Do Nurses at Rancho Bellagio Post Acute Stick Around?

RANCHO BELLAGIO POST ACUTE has a staff turnover rate of 40%, which is about average for California nursing homes (state average: 46%). Moderate turnover is common in nursing homes, but families should still ask about staff tenure and how the facility maintains care continuity when employees leave.

Was Rancho Bellagio Post Acute Ever Fined?

RANCHO BELLAGIO POST ACUTE has been fined $13,580 across 1 penalty action. This is below the California average of $33,215. While any fine indicates a compliance issue, fines under $50,000 are relatively common and typically reflect isolated problems that were subsequently corrected. Families should ask what specific issues led to these fines and confirm they've been resolved.

Is Rancho Bellagio Post Acute on Any Federal Watch List?

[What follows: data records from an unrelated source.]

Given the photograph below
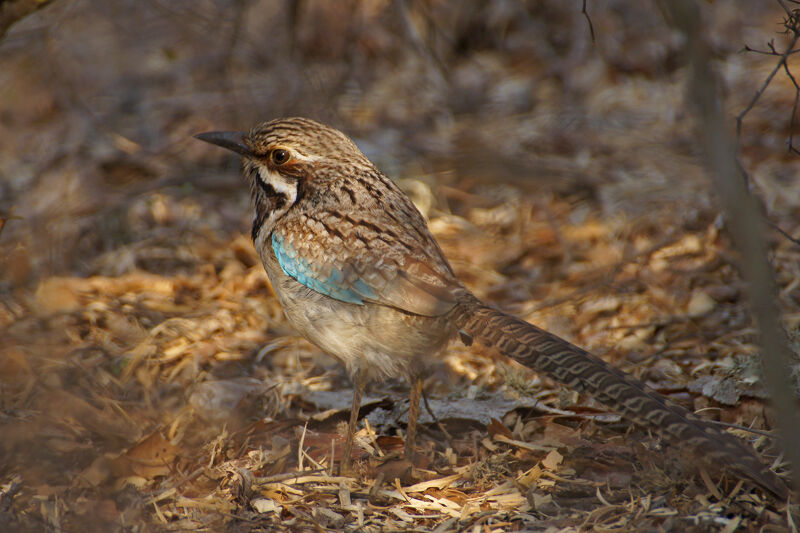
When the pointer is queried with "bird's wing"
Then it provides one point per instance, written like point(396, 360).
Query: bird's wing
point(351, 260)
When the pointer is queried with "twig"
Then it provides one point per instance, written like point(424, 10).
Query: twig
point(588, 21)
point(791, 24)
point(743, 221)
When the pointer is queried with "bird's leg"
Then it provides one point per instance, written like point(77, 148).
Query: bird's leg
point(358, 390)
point(413, 414)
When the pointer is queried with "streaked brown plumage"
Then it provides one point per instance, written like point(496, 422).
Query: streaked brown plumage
point(359, 274)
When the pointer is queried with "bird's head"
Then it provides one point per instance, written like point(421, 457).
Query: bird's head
point(286, 157)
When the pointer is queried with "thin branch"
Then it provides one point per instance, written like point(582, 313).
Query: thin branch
point(743, 222)
point(781, 62)
point(589, 21)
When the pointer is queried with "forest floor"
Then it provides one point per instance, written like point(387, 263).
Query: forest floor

RANCHO BELLAGIO POST ACUTE is not on any federal watch list. The most significant is the Special Focus Facility (SFF) program, which identifies the bottom 1% of nursing homes nationally based on persistent, serious quality problems. Not being on this list means the facility has avoided the pattern of deficiencies that triggers enhanced federal oversight. This is a positive indicator, though families should still review the facility's inspection history directly.